BURSA - Aralarında Bursa Milletvekili ve Parti Meclis (PM) Üyesi Sena Kaleli’nin de bulunduğu Kadın ve Çocuk Hakları İnceleme ve İzleme Komisyonu Üyeleri, Türkiye’nin çeşitli yerlerindeki sığınma evlerini ziyaret ederek, sığınma evlerinin fiziki özellikleri, kadın ve çocukların durumuyla ilgili yazılı bir rapor hazırladı.

PM Üyesi Tekirdağ Milletvekili Candan Yüceer, İstanbul Milletvekili Ayşe Eser Danışoğlu, Balıkesir Milletvekili Nedret Akova, PM Üyesi Gül Çiftçi’nin de yer aldığı ziyaretlerde yapılan incelemeler sonucu, ortaya ürkütücü sonuçlar çıktı. 

“Şiddetin Sebebi: Eğitimsizlik ve İstihdam Sorunu”

Raporda, kadına yönelik şiddetin dünyanın her coğrafyasında görülen yakıcı, yıkıcı bir sorun olduğu ancak Türkiye’de, facia hâlini aldığı ortaya çıktı. Türkiye’de kadına yönelik politikalar ve izlenen rotanın, şiddetle mücadelede yetersiz kaldığı, ülkemizde her yıl yüzlerce kadının, eşleri, babaları, erkek kardeşleri tarafından şiddete maruz bırakıldığı ya da katledildiği görüldü. 

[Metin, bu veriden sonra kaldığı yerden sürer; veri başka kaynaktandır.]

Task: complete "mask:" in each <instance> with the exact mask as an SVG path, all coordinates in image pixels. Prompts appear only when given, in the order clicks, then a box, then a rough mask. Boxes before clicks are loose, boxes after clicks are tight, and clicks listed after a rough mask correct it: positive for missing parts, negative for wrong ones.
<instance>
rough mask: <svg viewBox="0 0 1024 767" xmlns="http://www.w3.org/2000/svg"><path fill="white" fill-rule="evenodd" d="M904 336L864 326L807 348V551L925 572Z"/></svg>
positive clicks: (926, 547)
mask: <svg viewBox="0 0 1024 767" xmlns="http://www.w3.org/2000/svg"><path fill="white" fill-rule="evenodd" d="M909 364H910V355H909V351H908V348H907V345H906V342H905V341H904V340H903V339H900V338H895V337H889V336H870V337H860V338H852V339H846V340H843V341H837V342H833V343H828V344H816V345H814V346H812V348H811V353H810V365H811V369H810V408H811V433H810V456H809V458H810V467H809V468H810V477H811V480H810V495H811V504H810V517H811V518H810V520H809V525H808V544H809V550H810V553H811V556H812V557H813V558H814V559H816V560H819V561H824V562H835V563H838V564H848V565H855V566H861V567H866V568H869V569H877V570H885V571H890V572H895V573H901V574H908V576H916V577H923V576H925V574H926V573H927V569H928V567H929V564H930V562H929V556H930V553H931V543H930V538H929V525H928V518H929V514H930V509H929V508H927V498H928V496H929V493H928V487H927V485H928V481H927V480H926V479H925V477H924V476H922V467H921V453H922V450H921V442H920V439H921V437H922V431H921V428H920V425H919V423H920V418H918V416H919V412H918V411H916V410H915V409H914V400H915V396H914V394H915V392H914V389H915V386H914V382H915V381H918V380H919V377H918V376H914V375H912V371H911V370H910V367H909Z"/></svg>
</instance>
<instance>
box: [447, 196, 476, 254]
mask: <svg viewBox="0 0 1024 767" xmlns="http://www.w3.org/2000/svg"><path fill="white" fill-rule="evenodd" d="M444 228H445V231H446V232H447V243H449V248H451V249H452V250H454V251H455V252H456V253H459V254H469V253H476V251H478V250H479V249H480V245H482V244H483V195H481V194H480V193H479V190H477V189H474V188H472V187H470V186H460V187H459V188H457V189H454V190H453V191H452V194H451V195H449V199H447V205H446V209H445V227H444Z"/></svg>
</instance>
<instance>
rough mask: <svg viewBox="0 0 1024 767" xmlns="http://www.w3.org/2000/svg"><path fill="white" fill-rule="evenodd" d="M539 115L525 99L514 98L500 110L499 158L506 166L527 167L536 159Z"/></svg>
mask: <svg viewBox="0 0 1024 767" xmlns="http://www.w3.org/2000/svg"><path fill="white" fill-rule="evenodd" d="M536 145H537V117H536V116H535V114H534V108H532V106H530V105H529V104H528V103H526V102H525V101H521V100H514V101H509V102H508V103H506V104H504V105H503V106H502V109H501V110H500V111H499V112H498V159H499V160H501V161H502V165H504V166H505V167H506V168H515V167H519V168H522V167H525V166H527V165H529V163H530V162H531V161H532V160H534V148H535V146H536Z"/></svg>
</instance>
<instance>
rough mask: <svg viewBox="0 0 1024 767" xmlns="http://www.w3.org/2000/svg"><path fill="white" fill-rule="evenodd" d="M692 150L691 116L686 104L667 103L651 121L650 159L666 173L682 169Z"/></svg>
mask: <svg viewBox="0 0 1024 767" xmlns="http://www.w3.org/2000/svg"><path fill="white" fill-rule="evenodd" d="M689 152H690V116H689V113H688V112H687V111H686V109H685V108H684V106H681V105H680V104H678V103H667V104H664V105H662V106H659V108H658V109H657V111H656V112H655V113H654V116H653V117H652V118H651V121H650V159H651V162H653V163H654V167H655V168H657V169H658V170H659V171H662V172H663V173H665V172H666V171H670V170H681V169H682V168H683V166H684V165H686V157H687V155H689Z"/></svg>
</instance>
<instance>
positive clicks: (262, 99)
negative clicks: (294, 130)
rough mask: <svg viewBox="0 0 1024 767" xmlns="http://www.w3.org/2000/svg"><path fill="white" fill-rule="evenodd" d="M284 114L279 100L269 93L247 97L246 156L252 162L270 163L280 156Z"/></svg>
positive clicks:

Kadına yönelik şiddetin nedenleri olarak; ekonomik şartlar, eğitimsizlik, ataerkil gelenek, şehre adaptasyon sorunu gösterildi. Şiddetle, eğitimsizlik ve istihdam arasında güçlü bir bağın bulunduğu gözlenen raporda, şiddetin önüne geçmek için; “Kadınların eğitim başta olmak üzere bütün haklardan ve temel özgürlüklerden tam olarak yararlanmalarının bu hak ve özgürlükleri kullanabilmeleri, eğitimin güçlü talep edilmesinin, öneminin kavranmasını sağlayacak çalışmaların devlet tarafından yapılması elzemdir” denildi.  

İşte komisyonun hazırladığı rapordaki kan donduran öykülerden sadece bir kaçı:

 “Ailesi 5 yıl konuşmadı”

52 yaşında, BAĞ-KUR emeklisi. 2 erkek çocuğu var. Çocukları üniversite mezunu ve meslek sahibi. 18 yaşında kaçarak evlendi. Ailesi, kaçtığı için kendisiyle 5 yıl konuşmadı. Eşinde uyur gezerlik hastalığı var. Şiddetle, evlenir evlenmez tanıştı. Çocuklar büyüyüp, evden ayrılınca şiddetin dozu daha da arttı. Eşi şiddet uygulayınca, darp raporu alarak, karakola gidip şikayetçi oldu. Sığınma evinde 24 gündür kalıyor. Eşi il müdürlüğüne başvurarak tedavi olacağını, çok pişman olduğunu söylemesine rağmen, boşanmakta ısrarlı. Evliliği boyunca 2-3 günde bir şiddet gördüğü için, eşinin yüzünü bile görmek istemediğini söylüyor. 

“Üvey anne elinde büyüdü”

30 yaşında, 1.5 aylık bir çocuğu var. Abisinin yanında yaşıyordu. Çocuğunu sığınma evinde dünyaya getirdi. 6 ay sığınma evinde kaldıktan sonra,  teyzesinin yanına gitti. Teyzesi, yeni boşanmış 2 çocuklu, başka biriyle evlendirdi.  Yeni eşi sürekli eski eşini övüyor, kendisiyle hiç ilgilenmiyordu. Hem eşi hem de eşinin çocukları kendisine soğuk davranınca sığınma evinin kapısını bir kez daha çaldı. 1 aydır sığınma evinde kalıyor. Annesi kendisi 20 yaşındayken, babası da yeni vefat etti. Üvey annesinden sevgi görmedi. Ailesini görmüyor. Boşanmak istiyor. 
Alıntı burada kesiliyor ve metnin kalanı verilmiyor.